I’m Spencer. This is my site where I post things about stuff. You probably came to this site either looking for an answer to a question or looking for me. If you were looking for an answer I hope you found one. If you were looking for me I’m not here right now, leave a message. I encourage you to comment in my blog, respond in your own blog with trackbacks and pingbacks, or send me an email using the link to follow or in the footer of each page.

• More info about me, Spencer.
• Personally.
• Professionally.
• Professional Resources (patents, papers, etc).
• Email me, Spencer.
• More info about the server you’re visiting now.
• Hardware.
• Software.
• Security.

Meanderings About Me

Personally

I’m Spencer Shimko. This is my site and server. Most of the time I’m off doing other things. I enjoy music, games (board and video), cars, and new gadgets. I’m not real big on watching TV but I pay for FiOS anyways. I do not enjoy long walks on the beach. I enjoy debating about pretty much anything. I’m not always right. I keep forgetting about hobbies I really enjoy like making music and the visualization project I’ve been meaning to start for years. I know I have the time for these things but I just can’t remember where I put it. I’m color blind (Deuteranopia or strong Deuteranomalia). I love being challenged intellectually. I’m interested in anything to do with computer security and that spills over into my job. What really surprises me is how little I know about the things I know the most about.

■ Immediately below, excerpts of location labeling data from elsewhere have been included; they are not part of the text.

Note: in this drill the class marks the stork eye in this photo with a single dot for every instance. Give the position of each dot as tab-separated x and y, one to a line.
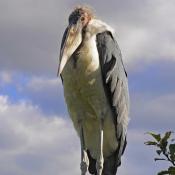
82	18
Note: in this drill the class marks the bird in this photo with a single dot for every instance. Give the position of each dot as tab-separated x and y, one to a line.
95	85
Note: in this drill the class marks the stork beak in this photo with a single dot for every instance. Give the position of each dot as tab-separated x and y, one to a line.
71	40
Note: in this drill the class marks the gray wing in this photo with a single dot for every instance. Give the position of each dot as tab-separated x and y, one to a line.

I live and work in Columbia, Maryland, in the US. This is a great place to live – somewhere in between DC and Baltimore. Baltimore is a friendly, working-class town while DC isn’t a terrible place to visit. When you need to leave there are three international airports within a one hour drive. The Inner-Harbor and the Smithsonian are just two examples of the great places that you seem to forget about when you live here. The photo of me above is a quick iPhone shot taken while I was driving across the Chesapeake Bay Bridge to the Eastern Shore.

Instead of boring you with my technical background here I’ll just say I’m a geek. If you aren’t the rest of this page might be a bore. There, you’ve been warned.

Professionally

Went to college. Graduated. Got a job in computer security field. Researched and developed. Moved to OS X on the desktop a few years back. Love it and no plans to change. Still run Linux on my server(s) – love it, no plans to change. Run whole lotsa (SE)Linux for work.

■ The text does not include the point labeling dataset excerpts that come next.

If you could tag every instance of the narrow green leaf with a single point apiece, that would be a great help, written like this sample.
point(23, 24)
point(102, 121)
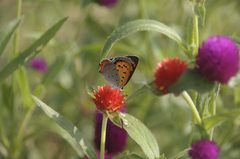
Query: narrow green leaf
point(90, 90)
point(201, 11)
point(130, 156)
point(136, 26)
point(8, 98)
point(53, 71)
point(22, 81)
point(7, 32)
point(201, 103)
point(191, 80)
point(191, 43)
point(181, 154)
point(199, 133)
point(69, 127)
point(32, 50)
point(216, 120)
point(141, 135)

I am working on my fifth year at Tresys Technology. We do open source security. This is where SELinux plays a big role. I do all sorts of things like research, security architecture development, security consulting (?), technical writing, and some technical sales to keep me sociable.

Working in a small company offers great role flexibility and has exposed me to amazing variety of tasks. Wearing a developer hat it is all to easy to get lost in the black and white that is computer security (allow/deny). Thankfully, some of the tasks remind me regularly that it isn’t always “the secure way or no way.” Functionality is critical.

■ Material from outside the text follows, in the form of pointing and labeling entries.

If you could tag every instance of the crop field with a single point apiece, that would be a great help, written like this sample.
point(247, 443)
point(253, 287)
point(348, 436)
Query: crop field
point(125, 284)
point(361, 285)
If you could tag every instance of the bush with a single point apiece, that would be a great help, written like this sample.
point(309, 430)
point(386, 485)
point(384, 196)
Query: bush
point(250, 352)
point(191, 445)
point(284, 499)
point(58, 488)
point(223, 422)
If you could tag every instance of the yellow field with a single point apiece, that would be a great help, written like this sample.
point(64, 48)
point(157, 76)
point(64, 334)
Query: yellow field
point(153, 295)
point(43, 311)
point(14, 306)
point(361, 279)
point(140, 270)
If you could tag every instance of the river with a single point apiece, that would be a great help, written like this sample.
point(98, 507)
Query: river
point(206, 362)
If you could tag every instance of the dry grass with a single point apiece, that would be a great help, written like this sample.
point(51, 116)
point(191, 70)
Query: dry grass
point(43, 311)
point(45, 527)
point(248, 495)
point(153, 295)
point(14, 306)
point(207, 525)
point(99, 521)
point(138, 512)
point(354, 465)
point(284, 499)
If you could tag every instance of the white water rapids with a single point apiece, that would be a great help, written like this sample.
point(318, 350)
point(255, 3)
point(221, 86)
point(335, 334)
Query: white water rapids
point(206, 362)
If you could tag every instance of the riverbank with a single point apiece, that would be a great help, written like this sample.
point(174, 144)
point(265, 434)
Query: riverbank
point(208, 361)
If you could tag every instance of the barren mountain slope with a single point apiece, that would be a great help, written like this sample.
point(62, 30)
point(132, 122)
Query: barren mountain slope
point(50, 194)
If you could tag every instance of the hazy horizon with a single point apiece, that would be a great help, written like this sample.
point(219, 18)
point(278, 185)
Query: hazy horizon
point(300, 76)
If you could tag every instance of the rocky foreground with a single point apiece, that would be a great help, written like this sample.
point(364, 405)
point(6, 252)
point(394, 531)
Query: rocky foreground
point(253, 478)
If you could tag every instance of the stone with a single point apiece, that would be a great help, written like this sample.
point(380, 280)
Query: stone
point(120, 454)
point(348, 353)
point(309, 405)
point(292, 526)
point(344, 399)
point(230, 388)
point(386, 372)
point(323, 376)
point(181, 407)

Some things I’ve been participating in at Tresys:

• Cross-Domain Collaborative Information Environment (CDCIE)
• CDS Framework
• Certifiable Linux Integration Platform
• Secure Inter-Process Communication Library
• Razor for DB2 and WebSphere
• VM Fortress – Virtualization Security

I will post about things I am interested in here. Some of this may be on the subject of computer security in which I have both a personal and professional interest. Keep in mind that it is my personal site. It is not endorsed, sanctioned, reviewed, or enjoyed by my employer. If you’re a moron little slow and can’t tell, these thoughts are my own, not my employers. I don’t run these posts by my employer. I will never work somewhere that required pre-pub review for personal interest blog entries. If you’re going to respond to a post or rant that appears here take that into account.

Professional Resources

I’m starting to gather my professional references and resources here. I’ll start pulling in papers, presentations, etc as time goes.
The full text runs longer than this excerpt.